Members of the campaign point out that additional fossil fuel infrastructure is unnecessary, and undermines Governor Cuomo’s own climate and clean energy goals.
“Governor Cuomo has promised to end production of coal-fired electricity in New York by December 31, 2020. However, his proposed regulations don’t go far enough—allowing obsolete, inefficient coal plants to convert to burning fracked gas instead,” said Irene Weiser, Councilmember in the Town of Caroline and coordinator of Fossil Free Tompkins. “We reject this bait-and switch from one climate-changing fossil fuel to another. It’s time to close this dangerous, uneconomic, fossil-fuel dinosaur and move forward with renewable energy and storage.”

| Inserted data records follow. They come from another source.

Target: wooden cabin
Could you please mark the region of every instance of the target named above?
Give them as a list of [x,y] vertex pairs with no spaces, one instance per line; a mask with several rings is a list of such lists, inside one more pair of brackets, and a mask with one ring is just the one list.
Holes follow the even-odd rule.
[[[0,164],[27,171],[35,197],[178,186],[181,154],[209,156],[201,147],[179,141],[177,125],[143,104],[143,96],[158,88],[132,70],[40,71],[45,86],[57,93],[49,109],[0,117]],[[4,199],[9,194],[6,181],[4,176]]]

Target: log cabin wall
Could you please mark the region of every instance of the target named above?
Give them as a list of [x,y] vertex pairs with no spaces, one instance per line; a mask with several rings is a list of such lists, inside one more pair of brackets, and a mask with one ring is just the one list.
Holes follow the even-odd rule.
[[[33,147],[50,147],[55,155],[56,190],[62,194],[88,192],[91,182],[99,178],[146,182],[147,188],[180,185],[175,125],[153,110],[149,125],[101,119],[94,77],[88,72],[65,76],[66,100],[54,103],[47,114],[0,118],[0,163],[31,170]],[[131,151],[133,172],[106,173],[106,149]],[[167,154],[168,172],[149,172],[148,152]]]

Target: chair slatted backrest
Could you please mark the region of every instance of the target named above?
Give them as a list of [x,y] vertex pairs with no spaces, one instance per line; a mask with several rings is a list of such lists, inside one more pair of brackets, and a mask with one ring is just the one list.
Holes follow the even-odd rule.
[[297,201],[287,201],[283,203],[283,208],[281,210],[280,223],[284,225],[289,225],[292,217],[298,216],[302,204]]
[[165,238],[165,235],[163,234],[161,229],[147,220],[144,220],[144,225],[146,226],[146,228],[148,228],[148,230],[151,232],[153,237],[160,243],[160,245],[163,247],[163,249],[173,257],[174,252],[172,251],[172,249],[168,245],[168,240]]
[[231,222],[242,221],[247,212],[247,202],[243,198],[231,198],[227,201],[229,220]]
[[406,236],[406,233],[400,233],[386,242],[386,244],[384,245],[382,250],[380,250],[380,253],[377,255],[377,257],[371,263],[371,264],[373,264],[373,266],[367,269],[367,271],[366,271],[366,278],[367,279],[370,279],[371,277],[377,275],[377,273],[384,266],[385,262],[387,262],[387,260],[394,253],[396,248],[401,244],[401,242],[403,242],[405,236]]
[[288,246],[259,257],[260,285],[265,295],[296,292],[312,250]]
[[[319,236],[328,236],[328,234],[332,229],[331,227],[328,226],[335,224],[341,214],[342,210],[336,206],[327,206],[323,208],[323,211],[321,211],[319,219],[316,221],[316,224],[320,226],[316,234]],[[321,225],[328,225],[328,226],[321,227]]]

“Governor Cuomo told us his administration would not approve any more gas power plants. If he meant what he said, he must oppose the Cayuga fracked gas plant,” said Alex Beauchamp, Northeast Region Director at Food & Water Watch. “Cuomo wants to be a national leader on climate and clean energy. But he can’t claim that mantle and green-light more dirty fossil fuel plants.”

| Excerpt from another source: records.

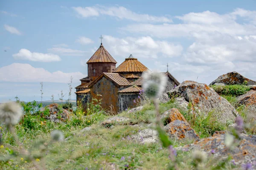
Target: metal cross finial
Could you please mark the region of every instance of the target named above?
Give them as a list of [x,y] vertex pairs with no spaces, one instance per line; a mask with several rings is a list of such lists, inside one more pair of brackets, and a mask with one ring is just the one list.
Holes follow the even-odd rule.
[[101,43],[102,44],[102,39],[103,39],[103,37],[102,37],[102,35],[100,35],[100,37],[99,37],[99,39],[101,39]]

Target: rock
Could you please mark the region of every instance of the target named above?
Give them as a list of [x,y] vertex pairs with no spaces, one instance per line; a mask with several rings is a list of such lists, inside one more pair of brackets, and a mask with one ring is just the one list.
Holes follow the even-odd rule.
[[209,112],[214,111],[218,113],[217,120],[223,123],[234,121],[239,115],[230,103],[205,84],[185,81],[169,93],[171,96],[183,97],[191,102],[192,109],[198,109],[205,116]]
[[164,127],[164,129],[172,138],[178,140],[193,140],[198,141],[199,136],[194,129],[186,122],[176,120]]
[[175,98],[175,103],[177,105],[177,107],[184,111],[188,110],[189,102],[186,101],[183,97],[177,97]]
[[113,125],[126,125],[130,123],[130,119],[128,117],[114,116],[102,122],[101,124],[107,128]]
[[143,109],[143,106],[139,106],[137,108],[133,108],[129,110],[128,110],[127,113],[131,113],[136,112],[138,111],[141,110]]
[[[240,137],[241,140],[235,141],[238,144],[232,151],[228,150],[225,145],[225,134],[222,132],[214,134],[212,136],[202,139],[194,144],[186,145],[183,149],[202,150],[220,159],[227,158],[230,155],[238,165],[251,163],[255,160],[256,157],[256,136],[241,135]],[[212,150],[215,153],[214,154],[210,153]],[[255,169],[256,164],[253,166],[252,169]]]
[[161,103],[166,103],[170,100],[170,98],[167,94],[164,93],[159,97],[159,100]]
[[247,81],[248,85],[256,85],[256,81],[244,77],[236,71],[233,71],[219,76],[210,85],[213,85],[215,83],[224,83],[227,85],[242,85],[245,81]]
[[[49,114],[44,115],[44,112],[46,109],[49,110]],[[70,112],[61,108],[57,103],[52,103],[40,109],[41,116],[55,122],[65,122],[68,118]]]
[[165,125],[167,125],[176,120],[180,120],[187,123],[183,115],[176,108],[172,108],[164,112],[161,115],[160,118],[163,120]]
[[133,135],[131,139],[141,143],[154,143],[158,141],[157,132],[151,129],[145,129],[138,134]]
[[256,91],[256,85],[249,85],[250,89]]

“Governor Cuomo, you have heard all the science and all the facts. Please listen to the mothers who have to look their children in the eye each day and explain to them why the planet is burning.” said Lisa Marshall of Mothers Out Front. “I’m here today representing thousands of New York mothers asking you to shut off the gas for the sake of all children! We implore you to kickstart an energy revolution in New York that will lead us to swift, just and complete transition off of fossil fuels. You can start in Tompkins County with the Cayuga Power Plant.”